Yield: about 20 cookies
2 cups dulce de leche (recipe follows)
1 cup all-purpose flour
½ teaspoon salt
3 egg yolks
1 teaspoon melted butter
1 cup confectioners’ sugar, more if necessary
½ cup heavy cream, more if necessary
Prepare the dulce de leche. Cover and refrigerate until ready to use.
Preheat oven to 350°F.
Prepare cookie dough: Put flour and salt in large mixing bowl. Make a well in the center, and drop in the egg yolks and melted butter. Using your fingers, mix the ingredients together to form into a ball of dough. Transfer dough to lightly floured work surface and knead vigorously for 10 minutes, or until smooth and elastic. Let dough rest for 10 minutes.
On lightly floured work surface, roll dough to about 1/8 inch think with lightly floured rolling pin. Using a 2-inch cookie cutter or the rim of glass, cut out as many circles as you can from the dough. Gather the scraps together and form them into another ball. Roll dough out again and cut into circles, as with other dough. Repeat until all the dough has been used. Place the circles 1 inch apart on 1 or 2 lightly-greased cookie sheets.
Bake in oven for 10 minutes, or until the cookies are lightly browned. Using a metal spatula, transfer cookies to a wire rack to cool.

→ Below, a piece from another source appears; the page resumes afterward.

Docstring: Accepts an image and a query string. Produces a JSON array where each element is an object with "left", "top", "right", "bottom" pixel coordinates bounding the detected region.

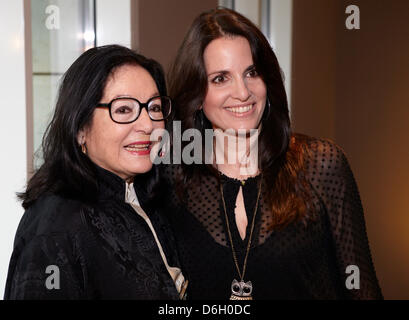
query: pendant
[{"left": 230, "top": 279, "right": 253, "bottom": 300}]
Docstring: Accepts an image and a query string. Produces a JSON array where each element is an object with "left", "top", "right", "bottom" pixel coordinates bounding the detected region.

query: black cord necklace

Prepare icing: Put 1 cup confectioners’ sugar into asmall bowl, stir in ½ cup heavy cream, a little at a time, and blend well. The icing should coat the spoon lightly. If it seems thin, add a few spoonfuls of confectioners’ sugar; if it is too thick, add a little more cream.
Using a pastry brush, coat the tops of half of the cookies with a thin layer of icing and let dry for 10 minutes.
Spread a thick layer of dulce de leche on the top of the remaining cookies. Place the cookies on top of each other like a sandwich, with the dulce de leche in the center and icing on top.
To serve, stack your alfajores santafecinos on a tray and serve as sweet treats at baptism celebrations and first communion parties.